[Date Prev][Date Next][Thread Prev][Thread Next][Date Index][Thread Index]

Re: [Condor-users] Restarting completed dag jobs does not work anymore with 6.8.0



I'm not sure I understand what you're doing -- but I'm not surprised it stopped working, as it's akin to brain surgery on a live, moving patient. :)
Yes, did have some casulties while developing the process... ;)
Actually it does work, just after I sent the mail I re-read the config part of the 6.8.0 docs again and find that DAGMAN_ALLOW_EVENTS=5 basically disables all dag job accounting trickery.
With this setting the surgery works nice and smooth.

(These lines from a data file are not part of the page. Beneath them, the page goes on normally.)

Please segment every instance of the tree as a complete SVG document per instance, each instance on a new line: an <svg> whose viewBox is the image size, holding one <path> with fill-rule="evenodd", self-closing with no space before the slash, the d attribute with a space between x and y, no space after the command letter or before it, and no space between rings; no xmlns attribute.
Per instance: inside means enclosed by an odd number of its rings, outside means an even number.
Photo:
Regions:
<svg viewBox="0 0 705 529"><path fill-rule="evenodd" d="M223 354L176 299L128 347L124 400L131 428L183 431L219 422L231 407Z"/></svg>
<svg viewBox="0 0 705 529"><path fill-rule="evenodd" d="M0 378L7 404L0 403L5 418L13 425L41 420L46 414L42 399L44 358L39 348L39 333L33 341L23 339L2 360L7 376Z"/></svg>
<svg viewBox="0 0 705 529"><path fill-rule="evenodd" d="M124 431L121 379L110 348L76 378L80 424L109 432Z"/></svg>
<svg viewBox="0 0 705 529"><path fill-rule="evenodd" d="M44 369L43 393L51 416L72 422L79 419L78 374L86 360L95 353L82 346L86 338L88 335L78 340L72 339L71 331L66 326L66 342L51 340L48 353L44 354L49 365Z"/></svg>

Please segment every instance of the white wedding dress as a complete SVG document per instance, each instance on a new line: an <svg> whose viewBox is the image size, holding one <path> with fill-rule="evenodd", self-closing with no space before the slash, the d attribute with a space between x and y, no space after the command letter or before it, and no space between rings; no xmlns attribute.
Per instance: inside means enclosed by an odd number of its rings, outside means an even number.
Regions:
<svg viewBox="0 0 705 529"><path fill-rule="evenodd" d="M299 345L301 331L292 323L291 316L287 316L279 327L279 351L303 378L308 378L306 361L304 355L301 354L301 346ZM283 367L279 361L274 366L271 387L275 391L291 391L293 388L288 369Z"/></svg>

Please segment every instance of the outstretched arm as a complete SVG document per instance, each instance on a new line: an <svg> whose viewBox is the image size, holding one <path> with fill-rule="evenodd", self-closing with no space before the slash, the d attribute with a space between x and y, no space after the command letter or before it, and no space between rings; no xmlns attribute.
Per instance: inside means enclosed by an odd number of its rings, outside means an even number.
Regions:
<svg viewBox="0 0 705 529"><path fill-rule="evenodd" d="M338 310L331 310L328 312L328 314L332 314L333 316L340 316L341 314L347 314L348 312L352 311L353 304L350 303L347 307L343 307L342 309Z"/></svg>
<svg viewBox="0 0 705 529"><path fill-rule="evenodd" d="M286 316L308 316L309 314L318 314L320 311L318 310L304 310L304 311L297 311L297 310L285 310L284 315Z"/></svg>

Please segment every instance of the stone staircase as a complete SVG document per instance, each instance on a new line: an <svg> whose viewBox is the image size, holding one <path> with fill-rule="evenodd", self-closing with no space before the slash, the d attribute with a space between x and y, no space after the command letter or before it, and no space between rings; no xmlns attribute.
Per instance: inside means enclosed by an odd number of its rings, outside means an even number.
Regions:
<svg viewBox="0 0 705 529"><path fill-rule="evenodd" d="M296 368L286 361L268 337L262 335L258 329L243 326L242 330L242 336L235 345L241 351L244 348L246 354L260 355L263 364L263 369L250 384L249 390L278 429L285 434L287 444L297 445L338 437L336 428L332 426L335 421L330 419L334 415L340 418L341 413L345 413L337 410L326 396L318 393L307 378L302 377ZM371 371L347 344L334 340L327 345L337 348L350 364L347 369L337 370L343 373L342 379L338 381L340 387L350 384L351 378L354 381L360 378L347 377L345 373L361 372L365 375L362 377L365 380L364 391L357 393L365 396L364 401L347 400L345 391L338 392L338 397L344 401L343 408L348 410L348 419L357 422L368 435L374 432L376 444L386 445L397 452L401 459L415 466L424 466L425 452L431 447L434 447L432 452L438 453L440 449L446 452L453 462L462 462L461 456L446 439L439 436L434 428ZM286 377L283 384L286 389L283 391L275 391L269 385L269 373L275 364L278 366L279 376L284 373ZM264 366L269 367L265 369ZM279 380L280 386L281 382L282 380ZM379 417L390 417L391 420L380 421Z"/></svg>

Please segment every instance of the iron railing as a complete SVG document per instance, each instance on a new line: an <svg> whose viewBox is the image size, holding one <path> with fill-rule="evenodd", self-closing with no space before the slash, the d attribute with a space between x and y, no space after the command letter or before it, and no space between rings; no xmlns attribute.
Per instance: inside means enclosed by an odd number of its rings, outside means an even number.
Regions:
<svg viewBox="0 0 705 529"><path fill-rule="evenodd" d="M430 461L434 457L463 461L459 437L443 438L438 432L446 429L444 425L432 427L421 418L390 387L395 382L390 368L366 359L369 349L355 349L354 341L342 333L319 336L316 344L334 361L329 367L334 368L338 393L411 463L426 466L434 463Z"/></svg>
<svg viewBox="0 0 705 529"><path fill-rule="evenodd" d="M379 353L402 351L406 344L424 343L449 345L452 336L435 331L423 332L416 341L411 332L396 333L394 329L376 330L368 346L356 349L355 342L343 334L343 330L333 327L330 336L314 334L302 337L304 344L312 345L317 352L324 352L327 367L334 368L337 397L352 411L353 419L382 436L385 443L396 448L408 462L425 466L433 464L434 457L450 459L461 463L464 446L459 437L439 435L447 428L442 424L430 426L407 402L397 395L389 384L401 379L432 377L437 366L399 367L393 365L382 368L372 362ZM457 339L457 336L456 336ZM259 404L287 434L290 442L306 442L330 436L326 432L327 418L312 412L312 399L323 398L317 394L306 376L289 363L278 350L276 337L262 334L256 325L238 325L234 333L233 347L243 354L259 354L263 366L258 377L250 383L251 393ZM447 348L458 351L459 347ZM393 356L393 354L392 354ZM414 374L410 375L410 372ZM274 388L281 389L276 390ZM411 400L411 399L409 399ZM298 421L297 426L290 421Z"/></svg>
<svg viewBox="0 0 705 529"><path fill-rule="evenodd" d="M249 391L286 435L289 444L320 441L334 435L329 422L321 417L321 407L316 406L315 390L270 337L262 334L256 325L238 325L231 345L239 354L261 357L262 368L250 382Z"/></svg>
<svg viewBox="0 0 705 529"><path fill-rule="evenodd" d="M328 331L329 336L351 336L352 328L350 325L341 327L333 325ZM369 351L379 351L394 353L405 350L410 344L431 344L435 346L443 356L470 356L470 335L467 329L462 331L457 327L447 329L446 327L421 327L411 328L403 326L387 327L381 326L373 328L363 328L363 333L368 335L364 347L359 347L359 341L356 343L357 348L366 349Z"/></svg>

But since it is a real hack of a solution I describe my problem in details:
If the issue is jobs which fail sometimes due to factors outside your control, but which succeed if re-submitted, then why not use DAGMan's RETRY feature?
The problem with the retry feature is that sometimes the output of a job has to be checked by the user to decide whether the calculation was successful or not. Sometimes a small problem gets past the error checking mechanisms of the software and it is the user that has to be able to re-submit a job. For example because of a network problem temporally a machine can't access a file or database. Or a DAGMan job that depends on pre-calculated data is accidentally run just before the data is completed by another job. (Real world example right from this day. :))

What I'd like to do is to be able to restart a completed job (that was submitted by dagman) with all its parent (and optionally child) dependencies restarted. Lets say Job A generates some data that Job B uses and deletes after it is completed. If I want to restart Job B I need to run Job A too (to generate the data)
and only after Job A is completed can Job B execute and run successfully.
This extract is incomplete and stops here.